In other words he does in these three verses what Luke later does in two chapters, for he presents the gist of what we know as the Ascension and Pentecost. Exaltation to authority joined with a great commission and the promise of his presence. And, it is important to note, he does not go away! The words, And remember, I am with you always, to the end of the age, are the last words of Matthew's Gospel. He stays there, with them.
It was important for Matthew's readers that he should. They were probably a group of Jewish Christians, recently ejected from the synagogue for believing in the resurrection and lordship of Jesus, and wondering who they were and what they were to do.
So, how shall we read the testimony that Matthew gives?
First, it is that two women went to the tomb, not three: just enough, in other words, for the requirement of the Jewish Law. But there again, says the text, you might be justified in doubting whether this is reliable - unless something else happens.
Second, having gone to the tomb and seen it empty, and having been told by an angel that Jesus had been raised, it is not the case that they were frightened into silence; rather, they were determined to tell the (male) disciples what had happened. And it was in the context of that desire and intention that they met the risen Lord.
Third, the resurrection of Jesus means that he is around in the world, with those who are open to the possibility of his presence - just as it was said of him at the beginning of this Gospel that his name would be 'Emmanuel - with-us-is-God'. And that he is God means inevitably that he must be talked about as the one to whom all authority belongs. The nations are invited to see that his being with his people after birth, ministry, death and life again is of such a kind as to embrace the whole of humanity, in all its difference, its conflicts and its pain.
'Giving testimony', 'bearing witness', is a partial, a lonely business, for only we have seen what we have seen - and yet we have seen it. And the language in which it comes to expression is implicitly rhetorical rather than descriptive: it sets out to persuade rather than merely to inform.
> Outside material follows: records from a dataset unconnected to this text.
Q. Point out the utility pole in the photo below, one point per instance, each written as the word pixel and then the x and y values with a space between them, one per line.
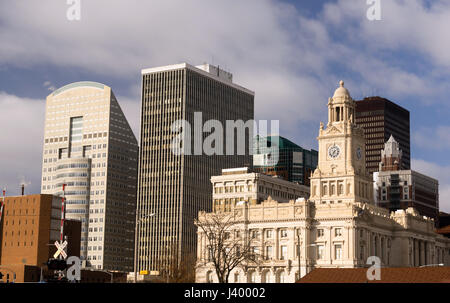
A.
pixel 298 254
pixel 61 256
pixel 1 206
pixel 139 218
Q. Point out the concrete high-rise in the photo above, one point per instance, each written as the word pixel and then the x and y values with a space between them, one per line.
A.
pixel 381 119
pixel 175 187
pixel 90 147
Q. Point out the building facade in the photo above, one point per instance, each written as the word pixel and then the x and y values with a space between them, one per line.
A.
pixel 175 186
pixel 381 118
pixel 339 226
pixel 291 162
pixel 90 147
pixel 400 189
pixel 28 230
pixel 241 184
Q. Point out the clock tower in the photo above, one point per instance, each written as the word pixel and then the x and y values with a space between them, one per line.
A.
pixel 341 175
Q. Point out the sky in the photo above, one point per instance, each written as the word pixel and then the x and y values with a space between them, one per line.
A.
pixel 291 53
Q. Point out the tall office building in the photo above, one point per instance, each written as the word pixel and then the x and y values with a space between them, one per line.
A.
pixel 381 118
pixel 90 147
pixel 29 227
pixel 292 162
pixel 399 189
pixel 173 186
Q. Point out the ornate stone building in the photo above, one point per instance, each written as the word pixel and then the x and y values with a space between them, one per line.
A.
pixel 339 226
pixel 242 184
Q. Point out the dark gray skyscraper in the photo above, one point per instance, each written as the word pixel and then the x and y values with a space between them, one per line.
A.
pixel 381 119
pixel 176 187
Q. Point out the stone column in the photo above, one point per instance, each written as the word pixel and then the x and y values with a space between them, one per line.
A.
pixel 277 244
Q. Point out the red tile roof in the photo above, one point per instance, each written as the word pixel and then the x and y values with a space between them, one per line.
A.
pixel 438 274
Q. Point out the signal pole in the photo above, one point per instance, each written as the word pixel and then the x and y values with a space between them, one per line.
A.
pixel 61 239
pixel 2 204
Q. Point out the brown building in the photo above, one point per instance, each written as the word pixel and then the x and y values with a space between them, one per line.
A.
pixel 381 119
pixel 401 188
pixel 29 227
pixel 438 274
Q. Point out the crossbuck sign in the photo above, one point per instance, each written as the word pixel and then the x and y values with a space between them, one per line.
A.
pixel 60 250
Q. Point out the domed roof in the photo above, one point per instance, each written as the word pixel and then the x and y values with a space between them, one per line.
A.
pixel 341 91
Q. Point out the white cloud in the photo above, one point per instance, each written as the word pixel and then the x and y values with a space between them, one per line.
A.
pixel 22 124
pixel 439 172
pixel 434 139
pixel 292 62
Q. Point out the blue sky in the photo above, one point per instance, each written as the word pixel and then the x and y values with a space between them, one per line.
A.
pixel 292 54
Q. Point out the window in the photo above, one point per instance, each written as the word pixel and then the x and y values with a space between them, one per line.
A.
pixel 281 277
pixel 236 278
pixel 209 278
pixel 252 277
pixel 268 252
pixel 320 251
pixel 255 234
pixel 320 233
pixel 338 251
pixel 283 255
pixel 267 277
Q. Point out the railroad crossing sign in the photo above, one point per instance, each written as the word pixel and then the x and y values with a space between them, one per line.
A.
pixel 60 250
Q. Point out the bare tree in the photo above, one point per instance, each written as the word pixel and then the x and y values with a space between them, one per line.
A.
pixel 173 270
pixel 227 246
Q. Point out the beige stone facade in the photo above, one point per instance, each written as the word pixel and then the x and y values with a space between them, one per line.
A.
pixel 90 147
pixel 339 226
pixel 241 184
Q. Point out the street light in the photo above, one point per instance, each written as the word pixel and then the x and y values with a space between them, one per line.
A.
pixel 137 230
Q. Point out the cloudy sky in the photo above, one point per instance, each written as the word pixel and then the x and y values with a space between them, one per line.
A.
pixel 292 54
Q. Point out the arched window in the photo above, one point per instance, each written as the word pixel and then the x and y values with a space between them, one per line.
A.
pixel 251 277
pixel 341 189
pixel 281 277
pixel 267 277
pixel 236 277
pixel 209 278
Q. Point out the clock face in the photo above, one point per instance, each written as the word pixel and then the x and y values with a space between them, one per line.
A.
pixel 359 153
pixel 334 151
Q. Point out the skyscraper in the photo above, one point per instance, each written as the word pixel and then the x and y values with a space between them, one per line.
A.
pixel 293 163
pixel 174 187
pixel 399 189
pixel 90 147
pixel 381 118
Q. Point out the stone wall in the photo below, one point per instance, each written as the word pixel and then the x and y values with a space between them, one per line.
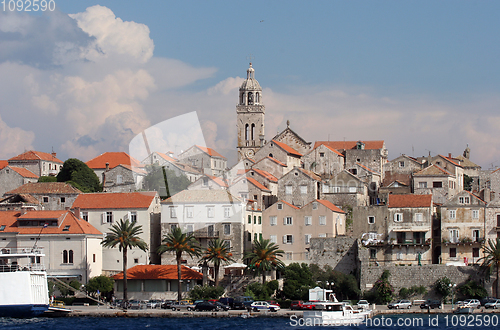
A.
pixel 341 253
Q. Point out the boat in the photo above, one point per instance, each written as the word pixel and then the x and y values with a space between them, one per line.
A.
pixel 331 312
pixel 24 291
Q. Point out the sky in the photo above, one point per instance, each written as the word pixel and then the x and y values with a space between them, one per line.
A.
pixel 423 76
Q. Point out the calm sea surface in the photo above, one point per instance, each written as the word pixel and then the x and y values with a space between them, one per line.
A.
pixel 423 322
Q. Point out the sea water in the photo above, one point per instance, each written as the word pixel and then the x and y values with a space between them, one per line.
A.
pixel 421 322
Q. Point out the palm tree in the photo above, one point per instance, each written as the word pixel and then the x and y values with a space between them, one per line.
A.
pixel 217 252
pixel 265 257
pixel 178 242
pixel 125 234
pixel 491 259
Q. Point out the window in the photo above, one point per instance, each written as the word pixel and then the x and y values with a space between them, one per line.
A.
pixel 453 235
pixel 463 200
pixel 173 212
pixel 303 190
pixel 273 221
pixel 322 220
pixel 307 220
pixel 227 229
pixel 288 239
pixel 475 235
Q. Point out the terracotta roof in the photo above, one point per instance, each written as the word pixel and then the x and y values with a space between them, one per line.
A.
pixel 36 188
pixel 36 155
pixel 432 170
pixel 287 148
pixel 265 174
pixel 65 219
pixel 330 205
pixel 344 145
pixel 113 159
pixel 409 200
pixel 257 184
pixel 159 272
pixel 131 200
pixel 25 173
pixel 210 151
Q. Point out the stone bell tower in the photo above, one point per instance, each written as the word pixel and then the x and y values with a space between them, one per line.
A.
pixel 250 113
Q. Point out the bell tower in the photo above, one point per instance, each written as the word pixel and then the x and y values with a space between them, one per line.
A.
pixel 250 113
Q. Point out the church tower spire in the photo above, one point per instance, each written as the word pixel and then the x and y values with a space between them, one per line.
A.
pixel 250 113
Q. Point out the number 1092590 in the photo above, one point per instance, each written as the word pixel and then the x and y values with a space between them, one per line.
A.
pixel 28 5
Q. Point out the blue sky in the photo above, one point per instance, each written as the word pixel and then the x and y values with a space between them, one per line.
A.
pixel 421 75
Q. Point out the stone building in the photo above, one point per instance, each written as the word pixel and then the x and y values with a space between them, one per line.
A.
pixel 50 195
pixel 299 187
pixel 40 163
pixel 462 229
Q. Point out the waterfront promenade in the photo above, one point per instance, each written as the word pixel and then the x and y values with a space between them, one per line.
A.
pixel 105 311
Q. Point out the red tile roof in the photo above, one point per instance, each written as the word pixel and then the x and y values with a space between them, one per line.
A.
pixel 344 145
pixel 159 272
pixel 65 218
pixel 113 159
pixel 330 205
pixel 35 188
pixel 210 151
pixel 132 200
pixel 25 173
pixel 36 155
pixel 287 148
pixel 401 201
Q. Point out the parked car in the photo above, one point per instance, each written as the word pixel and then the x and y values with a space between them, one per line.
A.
pixel 176 306
pixel 206 306
pixel 137 304
pixel 400 304
pixel 264 305
pixel 492 304
pixel 242 302
pixel 363 304
pixel 431 304
pixel 474 303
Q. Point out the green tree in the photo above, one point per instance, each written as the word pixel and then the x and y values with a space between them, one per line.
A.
pixel 79 175
pixel 178 243
pixel 491 259
pixel 166 182
pixel 125 235
pixel 101 283
pixel 265 257
pixel 217 253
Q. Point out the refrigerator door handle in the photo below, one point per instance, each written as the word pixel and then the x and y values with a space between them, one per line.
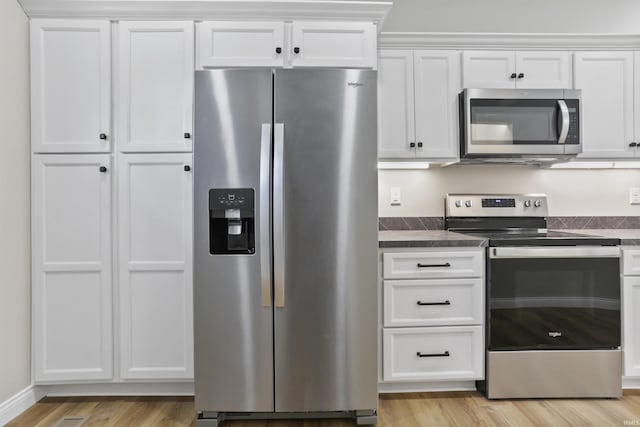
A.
pixel 278 213
pixel 265 221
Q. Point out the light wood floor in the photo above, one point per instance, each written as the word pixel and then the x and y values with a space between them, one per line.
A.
pixel 402 410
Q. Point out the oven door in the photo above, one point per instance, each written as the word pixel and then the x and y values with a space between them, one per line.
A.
pixel 542 298
pixel 510 123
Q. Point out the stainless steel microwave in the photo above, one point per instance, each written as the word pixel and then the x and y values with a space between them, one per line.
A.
pixel 520 123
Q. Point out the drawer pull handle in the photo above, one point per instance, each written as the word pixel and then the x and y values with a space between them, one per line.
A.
pixel 447 302
pixel 445 354
pixel 446 264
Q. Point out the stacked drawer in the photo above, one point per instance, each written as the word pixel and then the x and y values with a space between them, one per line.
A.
pixel 433 314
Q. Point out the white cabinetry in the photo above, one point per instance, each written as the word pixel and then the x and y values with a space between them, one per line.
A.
pixel 154 106
pixel 70 86
pixel 71 244
pixel 631 311
pixel 280 44
pixel 607 83
pixel 520 69
pixel 432 317
pixel 155 274
pixel 417 104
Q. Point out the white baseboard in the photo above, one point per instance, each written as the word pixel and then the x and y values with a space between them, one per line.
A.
pixel 415 387
pixel 119 389
pixel 18 403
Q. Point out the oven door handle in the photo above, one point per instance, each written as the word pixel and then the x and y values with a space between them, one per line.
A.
pixel 556 252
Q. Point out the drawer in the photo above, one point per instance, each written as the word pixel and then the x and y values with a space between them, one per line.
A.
pixel 630 262
pixel 433 265
pixel 433 302
pixel 435 353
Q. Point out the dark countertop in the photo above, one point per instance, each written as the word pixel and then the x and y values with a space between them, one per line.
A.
pixel 628 237
pixel 427 239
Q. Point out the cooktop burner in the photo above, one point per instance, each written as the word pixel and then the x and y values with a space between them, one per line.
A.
pixel 511 220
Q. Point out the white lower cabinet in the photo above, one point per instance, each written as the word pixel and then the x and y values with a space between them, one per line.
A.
pixel 432 317
pixel 71 267
pixel 630 310
pixel 155 275
pixel 441 353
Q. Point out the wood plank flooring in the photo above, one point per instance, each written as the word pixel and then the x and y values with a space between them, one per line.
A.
pixel 401 410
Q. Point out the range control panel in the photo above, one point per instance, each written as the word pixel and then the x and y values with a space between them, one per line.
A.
pixel 496 205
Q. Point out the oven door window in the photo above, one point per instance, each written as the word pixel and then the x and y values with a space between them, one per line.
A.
pixel 514 121
pixel 554 303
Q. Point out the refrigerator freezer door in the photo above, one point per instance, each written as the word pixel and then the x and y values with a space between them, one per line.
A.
pixel 325 330
pixel 232 293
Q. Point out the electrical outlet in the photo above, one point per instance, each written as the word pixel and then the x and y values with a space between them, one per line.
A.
pixel 395 196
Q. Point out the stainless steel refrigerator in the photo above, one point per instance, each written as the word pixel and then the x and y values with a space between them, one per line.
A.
pixel 285 247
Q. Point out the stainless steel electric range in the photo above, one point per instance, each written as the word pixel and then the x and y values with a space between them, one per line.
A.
pixel 553 319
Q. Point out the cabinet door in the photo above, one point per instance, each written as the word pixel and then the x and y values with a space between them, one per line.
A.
pixel 155 268
pixel 437 84
pixel 333 44
pixel 240 44
pixel 70 86
pixel 155 86
pixel 71 235
pixel 396 124
pixel 631 322
pixel 488 69
pixel 606 80
pixel 543 70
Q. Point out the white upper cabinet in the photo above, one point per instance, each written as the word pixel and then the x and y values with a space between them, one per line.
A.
pixel 333 44
pixel 482 69
pixel 240 44
pixel 280 44
pixel 520 69
pixel 396 125
pixel 437 84
pixel 71 243
pixel 154 103
pixel 606 81
pixel 70 86
pixel 417 104
pixel 155 266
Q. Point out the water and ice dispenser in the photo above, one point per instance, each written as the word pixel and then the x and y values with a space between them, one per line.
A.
pixel 231 221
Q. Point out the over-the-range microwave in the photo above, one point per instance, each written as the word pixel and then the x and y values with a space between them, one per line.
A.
pixel 520 124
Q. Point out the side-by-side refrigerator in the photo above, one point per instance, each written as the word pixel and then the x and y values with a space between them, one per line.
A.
pixel 285 246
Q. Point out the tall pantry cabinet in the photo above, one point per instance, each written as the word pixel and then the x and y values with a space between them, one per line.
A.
pixel 112 200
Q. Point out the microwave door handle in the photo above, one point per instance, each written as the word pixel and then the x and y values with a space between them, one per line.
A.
pixel 564 119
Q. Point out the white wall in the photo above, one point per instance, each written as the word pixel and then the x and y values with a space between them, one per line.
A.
pixel 15 276
pixel 515 16
pixel 571 192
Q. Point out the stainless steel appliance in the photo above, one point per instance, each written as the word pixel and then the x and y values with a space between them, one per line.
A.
pixel 520 124
pixel 285 255
pixel 553 301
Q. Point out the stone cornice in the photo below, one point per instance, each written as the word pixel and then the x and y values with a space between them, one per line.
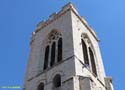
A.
pixel 55 16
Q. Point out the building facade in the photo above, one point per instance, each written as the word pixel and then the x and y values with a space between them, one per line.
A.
pixel 65 55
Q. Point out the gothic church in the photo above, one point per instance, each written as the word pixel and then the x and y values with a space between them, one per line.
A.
pixel 65 55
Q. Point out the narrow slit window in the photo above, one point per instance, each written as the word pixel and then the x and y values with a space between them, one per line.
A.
pixel 59 50
pixel 93 62
pixel 85 54
pixel 57 81
pixel 41 86
pixel 53 54
pixel 46 57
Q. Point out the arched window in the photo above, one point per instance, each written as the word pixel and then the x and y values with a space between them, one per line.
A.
pixel 46 57
pixel 53 54
pixel 92 62
pixel 57 81
pixel 85 54
pixel 41 86
pixel 59 50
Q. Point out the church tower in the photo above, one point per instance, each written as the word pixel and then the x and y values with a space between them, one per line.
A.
pixel 65 55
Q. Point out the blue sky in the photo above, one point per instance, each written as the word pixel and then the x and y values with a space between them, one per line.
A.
pixel 18 19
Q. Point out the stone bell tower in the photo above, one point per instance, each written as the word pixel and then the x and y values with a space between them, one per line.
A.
pixel 65 55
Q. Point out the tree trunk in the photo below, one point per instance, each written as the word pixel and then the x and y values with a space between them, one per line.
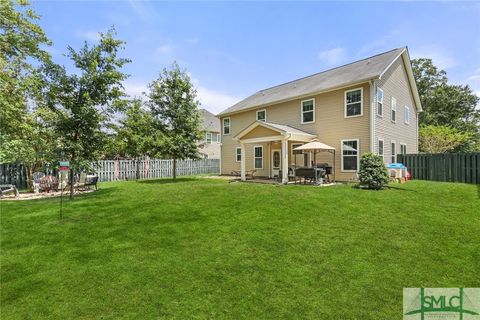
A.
pixel 174 173
pixel 72 189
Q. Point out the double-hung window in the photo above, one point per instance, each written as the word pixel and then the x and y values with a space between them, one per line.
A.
pixel 380 102
pixel 394 152
pixel 308 111
pixel 350 155
pixel 353 102
pixel 262 115
pixel 258 157
pixel 406 115
pixel 238 154
pixel 380 147
pixel 393 115
pixel 226 126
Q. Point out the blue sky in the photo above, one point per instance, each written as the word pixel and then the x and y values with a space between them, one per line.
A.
pixel 233 49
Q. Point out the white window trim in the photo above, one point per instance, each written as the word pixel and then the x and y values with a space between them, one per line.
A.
pixel 256 115
pixel 393 152
pixel 383 103
pixel 404 113
pixel 383 147
pixel 341 155
pixel 236 154
pixel 301 111
pixel 254 158
pixel 229 126
pixel 393 109
pixel 345 103
pixel 211 137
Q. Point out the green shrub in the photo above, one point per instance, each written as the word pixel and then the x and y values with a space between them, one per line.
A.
pixel 372 174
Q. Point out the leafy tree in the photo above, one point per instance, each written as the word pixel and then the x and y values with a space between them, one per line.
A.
pixel 135 135
pixel 172 99
pixel 442 139
pixel 445 104
pixel 21 40
pixel 373 173
pixel 85 100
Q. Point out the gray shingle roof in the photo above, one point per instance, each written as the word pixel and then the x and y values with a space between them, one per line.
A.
pixel 354 72
pixel 210 121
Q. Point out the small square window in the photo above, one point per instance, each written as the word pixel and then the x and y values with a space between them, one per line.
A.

And this is the good news - at what could well be the eventide of our culture and civilization. Confused, frightened, at war with what we fear, subject to fears of random death and to images of terrible human cruelty, With us is God, and this God is the one God of all.
So we may step out of our fears, we may find the risen Christ ahead of us and turning back to greet us as we walk towards him. We may join with our neighbour, not in battle, but in embrace, in listening, in exploration of a shared, human future.
This is the gospel truth that we are invited to dig down to find in our scriptures, in our lives, in our understanding of what it is to be right - and righteous! - and in our politics. And we have to hold on to it, repeat it and live it - and trust that God, with us in Christ, will yet bring it to completion.
All authority in heaven and on earth has been given to me. Go therefore and make disciples of all nations, baptizing them in the name of the Father and of the Son and of the Holy Spirit, and teaching them to obey everything that I have commanded you. And remember, I am with you always, to the end of the age.